TPUSA, on the other hand, is a conservative group that shuns socialist ideologies and advocates for free-market capitalism.

Over the summer, the co-founder of the national chapter of TPUSA, Bill Montgomery, died from coronavirus. Still, both the national chapter and the CMU chapter remain skeptical about the pandemic, according to Politico and CMU TPUSA's Facebook.

"As a chapter stance, (Montgomery's death) didn't change anything we do," Gibas said. "(Death is a) learning experience and process we all have to go through."

When referring to the chapter, Gibas wasn't sure if the co-founder's death changed attitudes toward the coronavirus.

"If it helps other people feel safer to wear a mask and stand six feet apart, I'm going to do that," Gibas said.

NAP also made changes over the summer. The group changed the chapter's political ideology from democratic-socialism to "co-liberatory socialism." Jones said the change gave NAP a more broad social ideology that doesn't keep capitalism "on the table" but leaves room for different ideas.

"After all the different crises affecting the world right now, the e-board got together and understood that all of us have been radicalized by all of those events," Jones said. "We figured that students and other members of ours also feel the same way."

The change should only make them seem "far-left" in the United States, Jones said. Because the United States is "center-focused," policies that exist in Europe, like Medicare for All, are seen as very socialist instead of centrist. Jones said there are members who identify with communist or anarchist ideologies that she would still comfortably call "far-left."

Though on the other side of the spectrum, Turning Point claims it is ”fiscally conservative, socially liberal“ unlike older conservatives.

"Traditionally, (gay marriage) is (stigmatized as something) Republicans are against. I think a lot of young conservatives now are okay with it," Gibas said. "You can love who you love. I think there are some that go against it... but as a whole, as a nation, we're coming together and realizing it's okay to be you."

However, Gibas alleges that not all of CMU see the organization that way.

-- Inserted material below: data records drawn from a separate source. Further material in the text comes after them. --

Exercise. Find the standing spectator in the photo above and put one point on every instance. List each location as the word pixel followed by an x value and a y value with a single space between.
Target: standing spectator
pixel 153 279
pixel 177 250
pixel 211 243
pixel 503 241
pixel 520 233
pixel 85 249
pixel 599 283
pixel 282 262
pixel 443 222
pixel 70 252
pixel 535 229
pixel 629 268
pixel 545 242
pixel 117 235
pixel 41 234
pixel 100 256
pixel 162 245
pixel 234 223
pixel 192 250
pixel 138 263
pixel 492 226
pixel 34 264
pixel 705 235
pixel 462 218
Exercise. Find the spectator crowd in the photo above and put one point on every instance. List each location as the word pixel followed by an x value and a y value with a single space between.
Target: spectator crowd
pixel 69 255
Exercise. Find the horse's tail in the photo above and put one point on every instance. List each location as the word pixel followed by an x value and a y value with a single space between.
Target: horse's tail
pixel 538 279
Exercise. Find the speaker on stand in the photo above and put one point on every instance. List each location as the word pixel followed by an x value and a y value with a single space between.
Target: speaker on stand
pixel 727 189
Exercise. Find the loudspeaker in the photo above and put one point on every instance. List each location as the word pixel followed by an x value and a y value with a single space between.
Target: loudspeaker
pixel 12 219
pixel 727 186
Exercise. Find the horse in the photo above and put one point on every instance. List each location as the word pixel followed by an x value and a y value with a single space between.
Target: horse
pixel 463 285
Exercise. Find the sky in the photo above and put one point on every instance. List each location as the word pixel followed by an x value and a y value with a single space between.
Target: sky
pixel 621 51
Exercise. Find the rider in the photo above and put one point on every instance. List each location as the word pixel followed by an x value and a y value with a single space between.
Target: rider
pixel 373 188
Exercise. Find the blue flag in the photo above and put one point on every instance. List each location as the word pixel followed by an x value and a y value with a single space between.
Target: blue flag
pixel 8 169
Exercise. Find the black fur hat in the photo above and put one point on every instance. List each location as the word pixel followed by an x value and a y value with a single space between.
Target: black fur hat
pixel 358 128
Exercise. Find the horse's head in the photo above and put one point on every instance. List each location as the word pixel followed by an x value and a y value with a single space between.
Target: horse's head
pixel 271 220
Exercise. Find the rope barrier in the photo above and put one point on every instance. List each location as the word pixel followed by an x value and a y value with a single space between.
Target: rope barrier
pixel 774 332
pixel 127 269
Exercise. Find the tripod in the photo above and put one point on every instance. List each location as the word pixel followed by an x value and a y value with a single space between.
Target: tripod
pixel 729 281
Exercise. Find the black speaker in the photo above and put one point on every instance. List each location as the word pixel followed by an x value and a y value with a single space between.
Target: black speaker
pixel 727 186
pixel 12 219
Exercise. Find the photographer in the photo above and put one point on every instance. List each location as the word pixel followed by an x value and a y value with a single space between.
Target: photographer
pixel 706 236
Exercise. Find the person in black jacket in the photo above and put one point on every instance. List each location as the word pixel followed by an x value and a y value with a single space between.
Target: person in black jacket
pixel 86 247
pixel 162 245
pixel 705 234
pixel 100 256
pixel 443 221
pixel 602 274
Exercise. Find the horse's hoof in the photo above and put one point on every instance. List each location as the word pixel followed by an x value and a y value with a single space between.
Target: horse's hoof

"I think (conservative) students have been targeted," she said. "They say we're a racist organization, we're anti-female, fascist... and saying that we're a dangerous organization."

Allegedly, professors have marked down assignments for taking a "conservative perspective," but those students are being "targeted a little bit less" because of online classes, Gibas said.

Jones has also noticed that professors tend to lean liberal or neoliberal for her, but she said that there is balance.

"Even the professors that are supposed to be teaching us about politics are actually quite neutral on their own beliefs and in their teachings," Jones said. "Actually, that can frustrate me as a leftist. I can see where it frustrates them, but I don't think that means teachers are targeting them."

To Jones, the neoliberal ideology attacks leftists, but neither she or NAP experienced any targeting, she said.

The president of College Democrats, Lance Wood, said two polarizing RSOs, while a good thing, can stifle debate.

"(NAP) is apprehensive to unify together against Donald Trump," Wood said. "(We need to be able) to come back at the day and recognize we're all humans and also all Americans with different views, but being respectful about that and debating with facts and not just opinions."

Polarization around different ideologies are something both TPUSA and NAP recognize, but they have different approaches to them. 

NAP believes the divisiveness to be a mostly good thing that can lead to action. 

"Polarization is really due to people not feeling like their needs are being met," Jones said. "It's really telling how these elections we keep getting put into (make us have) to vote for the lesser of two evils and how that's really polarizing people."

TPUSA sees polarization as mostly negative. Yet, both agree on one thing -- it's an "institutional" problem.

"I blame all of the government for polarizing everything, because they're not telling people not to resort to violence. They're feeding into it, egging it on," Gibas said. "I wish it wasn't so polarized, because we need to realize as student leaders and students in general is that you're going to disagree with people. You need to figure out why they believe the way they believe."